Thank you tokumaru for sharing your wisdom.
tokumaru wrote:In my example code I was checking bit 7, which is clear when the flag is false ($00) and set when the flag is true ($ff).
tokumaru wrote:How are your levels stored? Just like you read them in order to draw to the nametables, you have to read them to check for collisions. Each block in the level must have its own solidity information (you can use a table for that).
I remember searching the nesdev wiki for "table." I have reread all 4 of your links to threads where you've talked about collision. I'm excited to finally try to make my own! But, I dont understand how tables work. Is a table kind of like a 2dimentional matrix?

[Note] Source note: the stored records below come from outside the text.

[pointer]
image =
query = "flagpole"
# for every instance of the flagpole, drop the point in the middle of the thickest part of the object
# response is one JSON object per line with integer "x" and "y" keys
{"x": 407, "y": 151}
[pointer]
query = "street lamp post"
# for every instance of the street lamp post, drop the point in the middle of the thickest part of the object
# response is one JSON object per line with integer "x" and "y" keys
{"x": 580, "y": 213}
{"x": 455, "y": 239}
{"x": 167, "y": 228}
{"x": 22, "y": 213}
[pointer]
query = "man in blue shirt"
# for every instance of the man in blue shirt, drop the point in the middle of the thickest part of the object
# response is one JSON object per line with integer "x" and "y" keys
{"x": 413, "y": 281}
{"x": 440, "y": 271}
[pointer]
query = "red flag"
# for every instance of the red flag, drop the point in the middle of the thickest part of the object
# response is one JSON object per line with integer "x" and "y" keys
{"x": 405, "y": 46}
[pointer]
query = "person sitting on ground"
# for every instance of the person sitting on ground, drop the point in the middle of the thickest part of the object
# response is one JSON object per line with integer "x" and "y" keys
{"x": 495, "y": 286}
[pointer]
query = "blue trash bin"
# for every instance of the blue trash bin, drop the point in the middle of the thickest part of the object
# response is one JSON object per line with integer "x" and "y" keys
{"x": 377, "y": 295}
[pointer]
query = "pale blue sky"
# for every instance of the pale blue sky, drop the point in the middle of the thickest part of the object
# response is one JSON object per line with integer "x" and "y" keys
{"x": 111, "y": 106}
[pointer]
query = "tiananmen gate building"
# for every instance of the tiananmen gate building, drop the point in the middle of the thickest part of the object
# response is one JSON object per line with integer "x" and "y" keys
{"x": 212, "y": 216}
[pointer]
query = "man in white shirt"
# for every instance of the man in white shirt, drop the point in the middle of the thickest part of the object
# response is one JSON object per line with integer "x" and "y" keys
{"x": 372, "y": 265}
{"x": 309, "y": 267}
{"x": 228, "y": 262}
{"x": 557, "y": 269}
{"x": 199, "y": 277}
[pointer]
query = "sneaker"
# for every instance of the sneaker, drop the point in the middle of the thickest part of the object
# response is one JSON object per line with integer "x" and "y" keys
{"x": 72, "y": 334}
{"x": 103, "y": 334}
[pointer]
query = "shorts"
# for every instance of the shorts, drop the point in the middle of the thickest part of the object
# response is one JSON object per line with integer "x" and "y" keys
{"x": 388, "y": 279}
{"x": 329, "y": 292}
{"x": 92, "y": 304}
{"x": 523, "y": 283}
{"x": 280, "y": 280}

Yep, 2D usually table of data. Or one way and reads data in strips to the screen, or you could have 16 "tables" and read them all horizontally. Many ways to do it. RPG's is probably a 2D array, but for a horizontal scrolling game that doesn't scroll up and down wuld maybe do better with 16 tables to build 1 screen, or the vertical method. There's probably more as I haven't messed with data much, but those seem the most obvious to me.
So if I divide the screen into 16 rows, using a 16x16 grid size, that's quite a large grid size. Compared to an 8x8 grid size... that's what tokumaru used... but that would be twice as much; I would hae to divide the screen into 32 rows. That's twice as much memory used and... ugg. Start at the beginning , is the screen 256 scanlines tall?
240 scanline tall, 15 data pointers for each row of the screen that are built into 2x2 tiles and then made into a column as they move over. All going horizontally compressed would take very little room. IIRC, SMB is like 4KB for levels out of the 32KB ROM. Not sure if that's what they used, but it in the end won't come out big at all if you use compression.
Not sure. But since probably all of your tiles will be 2x2 tiles, you only need 64 combinations of data and you build them from there. Check out how RLE compression works below. It basically tells it how many times one byte of data is repeated. So you can condense up to about 255 bytes of data to two bytes. It's a great thing to use, and needed in most games to fit them all in.
So ok, thank you for RLE and all your help; I can use RLE compression for my collision tables because each of the background tiles can be represented by a zero. That seems to work in my head!
Thinking about alot of things... and I have a few questions. 1.)Would it be notgood to store the level-nametables without RLE compression and then spend more space to store pre-made RLE compressed collision notes? 2.) Or would it be better to store the level-nametables RLE compressed and then create collision info at the drawing nametable faze like tokumaru explained?
I'm confused about all of this right now... trying to see what would be good.
If there's lots of different data, you'd probably be farther ahead to not do RLE, or maybe any compression. If there's lots of the same data in a row, then sure. You just gotta decide. And you don't have to implement this now, you can always go back if you need to and add it once you get more gritty with your games levels data and stuff. Just make sure you program it so that it wouldn't be ridiculous to add it later.
tokumaru wrote:Just like you read them in order to draw to the nametables, you have to read them to check for collisions.
Are the collision tables created on the fly while reading for drawing? Or are they susposed to be created separately ahead of time? Or should I reread the nametables and create the cllision table as i am rereading the nametable?
Last edited by unregistered on Mon Sep 12, 2011 12:52 pm, edited 1 time in total.